As expected, given the different patient populations and disease burdens, we found that HAI
incidence varied substantially among the four pediatric hospital units. Considering all infections
together, the highest incidence per 1,000 patient days was seen in the PICU, followed by the
CICC, the NCCC, and the inpatients floors. This study supports previous research that found high
HAI rates within pediatric intensive care units.9,10 The PICU rate was nearly four-times higher than
the rate among the nursing units, and this is likely due to greater severity of disease and immune
deficiencies, and more frequent and lengthy device usage in the PICU. Per the data in Table 3,
compared to all other pediatric units, the PICU had the highest device utilization ratio (ratio of
device days to total patient days) for Foley-days, central line-days, and ventilator-days.Although
device-associated infections are decreasing, devices still carry a substantial risk for HAI; high
PICU infection rates are therefore unsurprising and attention to reducing these rates is needed.

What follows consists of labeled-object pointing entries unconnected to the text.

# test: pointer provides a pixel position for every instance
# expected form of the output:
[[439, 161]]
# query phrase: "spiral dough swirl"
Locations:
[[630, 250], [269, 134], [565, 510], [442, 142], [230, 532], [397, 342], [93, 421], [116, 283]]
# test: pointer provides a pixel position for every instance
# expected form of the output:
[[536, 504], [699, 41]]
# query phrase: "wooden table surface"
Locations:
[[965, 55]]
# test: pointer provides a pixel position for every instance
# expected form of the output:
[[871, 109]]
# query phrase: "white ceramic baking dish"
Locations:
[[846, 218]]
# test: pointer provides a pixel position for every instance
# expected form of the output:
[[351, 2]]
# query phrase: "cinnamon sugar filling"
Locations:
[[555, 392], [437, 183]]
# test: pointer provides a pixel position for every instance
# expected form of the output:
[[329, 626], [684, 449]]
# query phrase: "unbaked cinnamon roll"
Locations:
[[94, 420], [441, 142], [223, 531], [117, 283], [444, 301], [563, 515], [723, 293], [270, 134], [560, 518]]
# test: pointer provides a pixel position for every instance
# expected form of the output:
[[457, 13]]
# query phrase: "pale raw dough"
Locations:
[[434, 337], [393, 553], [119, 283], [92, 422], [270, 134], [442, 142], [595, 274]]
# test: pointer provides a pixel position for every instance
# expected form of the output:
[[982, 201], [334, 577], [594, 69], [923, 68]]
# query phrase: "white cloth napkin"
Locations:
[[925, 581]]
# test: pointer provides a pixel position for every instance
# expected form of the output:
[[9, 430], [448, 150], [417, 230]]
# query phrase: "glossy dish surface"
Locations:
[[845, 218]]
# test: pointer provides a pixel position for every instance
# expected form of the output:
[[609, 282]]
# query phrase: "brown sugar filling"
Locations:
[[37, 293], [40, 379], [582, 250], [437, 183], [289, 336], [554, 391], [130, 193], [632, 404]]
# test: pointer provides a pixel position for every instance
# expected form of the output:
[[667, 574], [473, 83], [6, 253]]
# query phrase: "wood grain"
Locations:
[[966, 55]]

The study further demonstrated that the top ten pathogenic sources of infection make up more
than three-fourths of all identified pathogens. Of the top four pathogens, three were Gram-positive
cocci (Staphylococcus aureus, Enterococcus sp, Staphylococcus coagulase negative) and one
(Pseudomonas aeruginosa, Candida sp, Clostridium difficile) and three were enteric pathogens (Enterobacter cloacae, Klebsiella pneumoniae, Serratia marcescens).
The study found that HAI declined among the study population in all four units over the five-year period. That CLASBI and CAUTI declined significantly is a promising finding, since critically ill
pediatric patients frequently require device intervention, and it suggests that such devices may
not increase the risk of infection as greatly as in the past. However, the lack of significant decline in VAP (which comprised nearly 9% of infections within the study population) indicates that a focus on infection prevention in the PICU and NCCC (the two units in which ventilators are
utilized) is needed. Although UTI rates declined significantly over the five-year period, incidence rates of non-device pneumonia and BSI have remained stagnant.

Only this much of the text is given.